Odio quel Due Agosto

Tua figlia s’imbarcherà per l’oceano.
Dice -“Posso remare, ho forti le braccia!”
(Antonio Pibiri)

Odio quel Due Agosto sempre più lontano.
Odio il polverone, l’odore intriso di calore
sempre sospeso e mai posato a terra.
Odio chi non sa o finge di non sapere.
Odio i quartieri residenziali invasi d’erbacce,
le case vuote arrangiate ad ambulatori,
il continuo via vai
e la paura di fermarsi là di notte.
Odio i quarant’anni trascorsi
in cerca di verità risapute.
Certe, ma non ho le prove.
Odio pregare per chi ci governa,
i governanti sono pseudonimi.
E le fughe verso l’estremo:
odio l’estremo lembo occidentale:
tanti chilometri di costa senza entroterra.
Odio Bologna, non è più la stessa,
i suoi reduci drogati, rievocatori
dei bei tempi andati che, alla fine,
non erano così belli.
Tutto si allontana, il rimanente è duro,
immangiabile.

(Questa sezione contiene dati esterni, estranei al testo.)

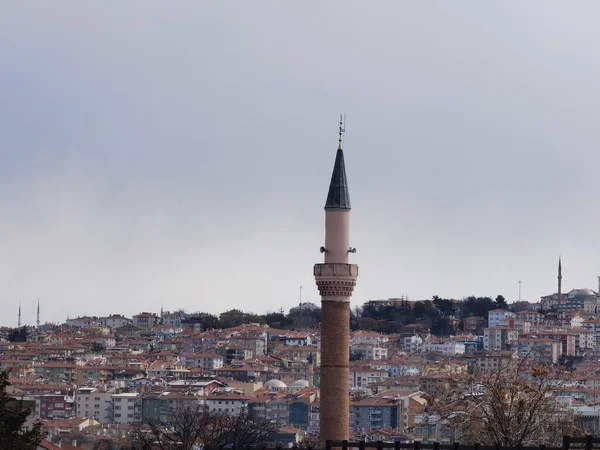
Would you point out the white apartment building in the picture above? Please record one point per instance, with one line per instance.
(227, 401)
(497, 317)
(204, 361)
(594, 326)
(362, 377)
(369, 352)
(368, 337)
(446, 348)
(541, 350)
(92, 403)
(533, 317)
(412, 344)
(584, 339)
(499, 337)
(126, 408)
(115, 321)
(402, 369)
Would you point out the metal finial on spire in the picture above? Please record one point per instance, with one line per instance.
(342, 130)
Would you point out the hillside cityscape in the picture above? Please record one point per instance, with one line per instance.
(95, 379)
(427, 172)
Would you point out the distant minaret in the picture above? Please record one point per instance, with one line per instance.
(336, 279)
(559, 280)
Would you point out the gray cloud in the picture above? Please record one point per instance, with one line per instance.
(181, 154)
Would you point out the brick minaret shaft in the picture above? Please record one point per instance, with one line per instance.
(336, 279)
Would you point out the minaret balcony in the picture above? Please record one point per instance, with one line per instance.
(336, 281)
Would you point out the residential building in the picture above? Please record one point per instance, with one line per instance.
(145, 320)
(376, 413)
(94, 403)
(126, 408)
(54, 406)
(498, 317)
(499, 337)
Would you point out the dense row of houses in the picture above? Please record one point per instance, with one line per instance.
(119, 372)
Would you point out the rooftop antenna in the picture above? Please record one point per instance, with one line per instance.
(342, 130)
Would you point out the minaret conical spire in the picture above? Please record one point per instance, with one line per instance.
(338, 196)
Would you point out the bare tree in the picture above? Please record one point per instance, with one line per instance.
(189, 428)
(510, 406)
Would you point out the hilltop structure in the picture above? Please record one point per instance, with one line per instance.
(336, 278)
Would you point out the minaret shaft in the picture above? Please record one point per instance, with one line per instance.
(559, 281)
(336, 279)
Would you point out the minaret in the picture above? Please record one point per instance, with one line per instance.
(336, 279)
(559, 280)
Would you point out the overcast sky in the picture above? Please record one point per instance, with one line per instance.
(155, 152)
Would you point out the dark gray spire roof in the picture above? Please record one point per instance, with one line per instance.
(338, 196)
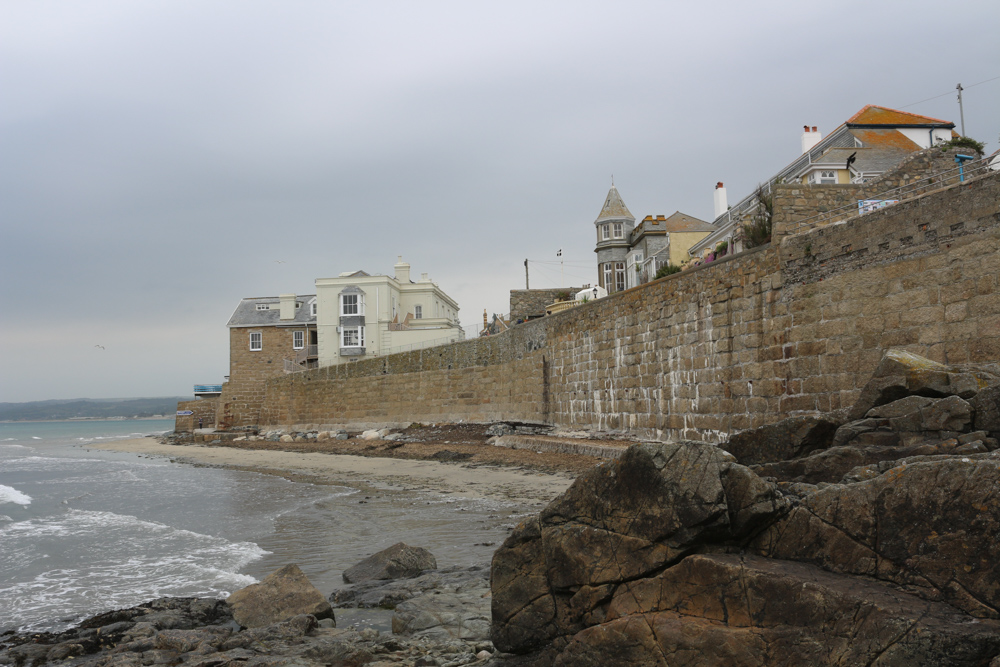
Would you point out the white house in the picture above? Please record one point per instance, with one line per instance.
(359, 316)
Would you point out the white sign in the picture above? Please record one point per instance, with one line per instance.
(868, 205)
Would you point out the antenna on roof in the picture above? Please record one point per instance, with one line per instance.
(961, 112)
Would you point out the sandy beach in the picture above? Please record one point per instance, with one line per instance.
(468, 480)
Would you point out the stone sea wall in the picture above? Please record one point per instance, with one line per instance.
(792, 328)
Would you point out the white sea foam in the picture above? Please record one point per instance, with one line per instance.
(9, 494)
(118, 561)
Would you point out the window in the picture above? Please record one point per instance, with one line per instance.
(352, 337)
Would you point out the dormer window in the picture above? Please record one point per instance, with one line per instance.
(352, 303)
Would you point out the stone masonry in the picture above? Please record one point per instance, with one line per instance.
(790, 328)
(529, 304)
(800, 207)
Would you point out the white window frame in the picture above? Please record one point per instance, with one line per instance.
(620, 282)
(357, 336)
(350, 304)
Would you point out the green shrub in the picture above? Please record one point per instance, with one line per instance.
(667, 270)
(964, 142)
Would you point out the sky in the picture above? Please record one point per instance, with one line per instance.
(161, 160)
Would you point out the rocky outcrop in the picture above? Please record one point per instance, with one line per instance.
(281, 595)
(399, 561)
(863, 537)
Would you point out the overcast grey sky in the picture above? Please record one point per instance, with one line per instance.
(159, 158)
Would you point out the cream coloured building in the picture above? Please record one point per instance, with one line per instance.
(359, 316)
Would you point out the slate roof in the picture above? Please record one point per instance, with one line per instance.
(866, 160)
(875, 115)
(614, 208)
(247, 315)
(682, 222)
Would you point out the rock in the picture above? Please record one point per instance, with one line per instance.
(787, 439)
(901, 373)
(724, 609)
(620, 521)
(439, 615)
(928, 525)
(389, 593)
(448, 455)
(400, 561)
(987, 408)
(900, 408)
(280, 596)
(946, 414)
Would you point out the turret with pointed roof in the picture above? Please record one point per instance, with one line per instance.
(614, 228)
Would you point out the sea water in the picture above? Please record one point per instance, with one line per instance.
(83, 531)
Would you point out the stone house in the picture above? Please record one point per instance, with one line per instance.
(870, 143)
(360, 315)
(269, 336)
(628, 255)
(659, 241)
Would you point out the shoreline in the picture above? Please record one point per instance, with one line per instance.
(468, 480)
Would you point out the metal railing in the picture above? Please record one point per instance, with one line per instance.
(890, 197)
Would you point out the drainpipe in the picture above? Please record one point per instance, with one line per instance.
(961, 160)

Il Due Agosto
è ogni giorno, brutto giorno,
e l’odio, unica fabbrica
impossibile a delocalizzare,
tu vai, vai, hai braccia forti,
puoi remare.

Si ringrazia per la gentile concessione dell’immagine qui sotto, l’artista Lori Milos- Ivanski

https://lorimilosivanskistudio.wordpress.com/

22 pensieri su “Odio quel Due Agosto

  1. Ciao Flavio
    l’odio non porta da nessuna parte, ma lottare per la verità sì, condivido il dolore e scrivere pezzi come questo aiutano sempre a non dimenticare, giorni strazianti, senza un perché.
    Un abbraccio a chi c’era e ora ricorda chi non c’è più.
    Chiara

  2. E….il treno della giustizia da ritardatario abituale, sembra ormai soppresso. Che fare? – “ODIO QUEL 2 AGOSTO”, è la domanda degli italiani, all’ufficio informazioni della STAZIONE ITALIA… Ufficio vuoto, come nella prassi italiana di rispondere alla domande, al più presto, due secoli seguenti, quando degli ideatori, progettisti ed esecutori d’ordini delle tragedie umane più tetre e macabre, si hanno solo le date delle cristiane sepolture. Ciò che non poterono avere coloro che si trovavano di passaggio, in un giorno di sole, a vivere un tragico raggio che li colpì a morte lasciandoli a terra, ignari agnelli…La terra degli uomini brucia veleni di potere tutti i giorni e i morti non si contano, in quanto oltre a quelli neri carbonizzati, vi sono quelli bianchi che… non si vedono.